I am currently working through an old textbook Practical Optimization by Gill, Murray and Wright (c 1982) who make some derivations which seem correct, but I am unable to duplicate. In the equations below $g$ and $p$ are both vectors. $g$ is the gradient from the current iterate of a optimization procedure and $p$ is the search direction we wish to solve for.
The authors inform the reader that the minimum (over $p$) of
$\Large\frac{g'p}{||p||}$ is $p=-g$.
Alternatively, we might form a different norm for $p$ by considering a symmetric positive definite matrix $C$ in which case the minimizer of
$\Large\frac{g'p}{(p'Cp)^{1/2}}$
is
$p=-C^{-1}g$.
I am having trouble deriving these statements.

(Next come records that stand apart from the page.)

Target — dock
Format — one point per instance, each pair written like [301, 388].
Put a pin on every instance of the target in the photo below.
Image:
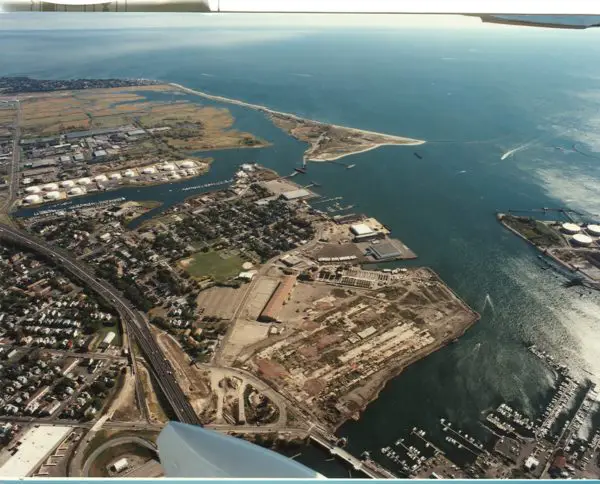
[367, 466]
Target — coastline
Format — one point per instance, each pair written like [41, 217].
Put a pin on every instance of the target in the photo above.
[378, 145]
[549, 253]
[381, 379]
[401, 140]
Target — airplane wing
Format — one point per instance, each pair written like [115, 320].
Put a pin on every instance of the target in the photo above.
[192, 451]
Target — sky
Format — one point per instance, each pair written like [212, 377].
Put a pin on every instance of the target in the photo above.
[83, 21]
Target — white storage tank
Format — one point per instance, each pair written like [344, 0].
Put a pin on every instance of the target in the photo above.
[120, 465]
[167, 167]
[50, 187]
[581, 239]
[32, 198]
[76, 191]
[571, 228]
[188, 164]
[108, 339]
[594, 230]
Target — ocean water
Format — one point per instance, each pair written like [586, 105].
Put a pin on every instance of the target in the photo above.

My question is: Does it take more than a derivative and setting equal to zero to prove this? If so, how do I derive these formulas?
This question is similar to
Gradient descent with constraints
but not identical. This other question deals with solutions that are unit length, not necessarily step directions which are unit length.
Best Answer
This is a simple application of Cauchy-Schwarz.
$(g^Tp)^2 \leq \|g\|^2 \|p\|^2.$
So, $-\|g\| \leq \frac{g^T p}{\|p\|} \leq \|g\| $ and the lower bound is attained when $ p = -g $.
Similarly, $ (g^T p)^2 = \langle C^{-1/2}g , C^{1/2} p\rangle^2 \leq (g^T C^{-1} g) \times (p^T C p) $ and the lower bound is similarly attained.